How to fire an associate —

In one of my coaching sessions today, I was confronted with a question that doesn’t arise often, but often enough to merit some review.

An associate was “guilty” of not attaining and remaining at the level of quality desired by the firm. The precise details are not important for our purposes.

The associate was with the firm only 6 months and had previously been warned to address the issues of client service and quality performance of legal services. My client, the managing partner, decided that the time had come to dismiss the associate rather than wait for the eventual malpractice suit, Bar disciplinary action, or loss of client(s).

I inquired whether the firm has a severance policy. My client wasn’t sure what I meant. I asked again whether there is any written policy in place that describes the procedures for addressing either a lack of or deterioration of service or performance by an employee. Does the firm have a policy that describes a severance package for an employee based on length of service, severity of impropriety, etc.  Does the firm have a policy that provides that when somebody is terminated, they receive “x” weeks of compensation and benefits equivalent?

When told that the firm had never thought about such a “policy,” that the firm reacted as and when necessary, I asked what the firm’s intent is in this case since the managing partner was about to terminate the associate this very afternoon.

I asked whether I might make a suggestion, and was given the “green light.” I suggest that, despite the termination “for cause,” that the firm provide a minimum of two weeks compensation and note on the check that it is for vacation and all accrued benefits earned to date. I further advised that, once notice is given to the associate, that the associate be permitted to gather his personal belongings and then be escorted out of the office.
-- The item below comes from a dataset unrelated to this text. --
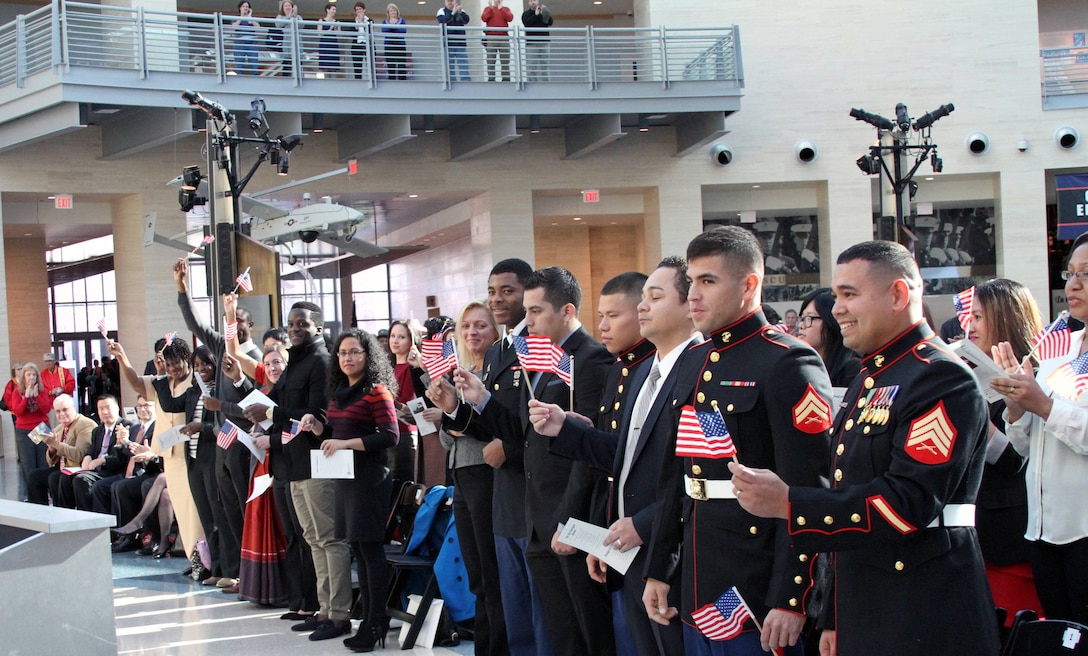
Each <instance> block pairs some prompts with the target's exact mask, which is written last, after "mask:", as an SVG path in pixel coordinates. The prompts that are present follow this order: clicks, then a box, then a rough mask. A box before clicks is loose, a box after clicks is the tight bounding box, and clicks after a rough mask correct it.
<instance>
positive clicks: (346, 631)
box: [310, 620, 351, 641]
I further suggested that the person who delivers the termination notice (my client) should no longer maintain personal contact with the associate during that day. To defuse any personal animosity that might arise as a consequence of the termination, another trusted employee, staff or counsel (usually of the same gender)  should be selected to maintain constant contact with the terminated associate and escort him away from the premises.

The net effect is to terminate his presence in the office today; maintain surveillance of the associate to prevent photocopying copyrighted or proprietary information of the firm and to prevent possible tampering and sabotage of the firm’s technology;  and to  personally escort him out of the office premises as soon after the termination as possible.

Even “good” folks who were trusted for many years may become vindictive once terminated, especially if they “didn’t see it coming,” no matter how many signs there may have been to an objective observer. I’ve seen cases where the server or other technology was compromised by a departing employee. Better to be safe than pay the high penalty of repair if damage results from rage and certain hurt that will be felt in such situations.